According to public health experts, due to the current lack of understanding on coronavirus immunity and the potential for a false-positive test result, a positive antibody test result provides patients with "little if any actionable information," and should not lead to a change in behavior, Bloomberg reports. Health professionals say people who test positive for the antibodies should continue to wear face masks or coverings and practice social distancing. CDC also has said people should not rely on antibody tests to determine if they should go back to work.
People "mistakenly view antibodies as a get-out-of-jail-free card to return to normal life, a dangerous misconception," said Rep. Raja Krishnamoorthi (D-Ill.).
Caesar Djavaherian, the co-founder and medical director of Carbon Health Medical Group, said the lack of knowledge surrounding coronavirus immunity has caused some providers to consider "not offering them at all." Djavaherian said, "We're worried people will get a positive test and go about their business thinking they have immunity to the virus…The only thing worse than no data is bad data."

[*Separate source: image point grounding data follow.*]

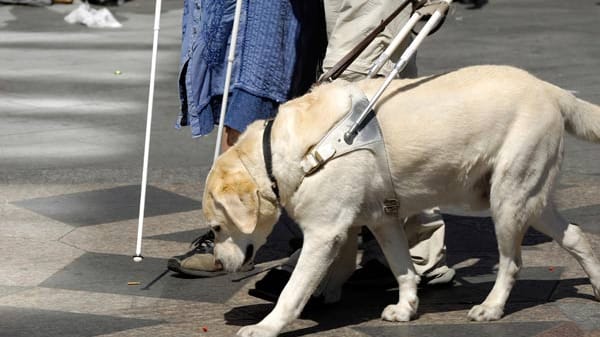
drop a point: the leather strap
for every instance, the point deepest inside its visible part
(268, 157)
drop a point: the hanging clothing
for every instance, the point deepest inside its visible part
(263, 68)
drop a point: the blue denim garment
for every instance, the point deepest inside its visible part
(262, 71)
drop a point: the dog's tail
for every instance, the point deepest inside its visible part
(582, 119)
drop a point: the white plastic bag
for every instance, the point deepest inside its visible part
(96, 18)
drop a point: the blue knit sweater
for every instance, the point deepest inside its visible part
(262, 71)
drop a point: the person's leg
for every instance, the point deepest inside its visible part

However, Andrew Diamond, CMO of One Medical Group, said the majority of people "end up with a negative test," which he says tends to push people to take more precautions against the novel coronavirus. "The number of people who think they've had it is far greater than the number who actually had it. Those people do change their behavior. They say, 'You know what, I should take this more seriously. I was getting cavalier out there, but now I'm going to wash my darn hands and wear this mask'" (Brown, Bloomberg, 6/16; Joseph, STAT News, 6/11, Abbott et al., Wall Street Journal, 6/10).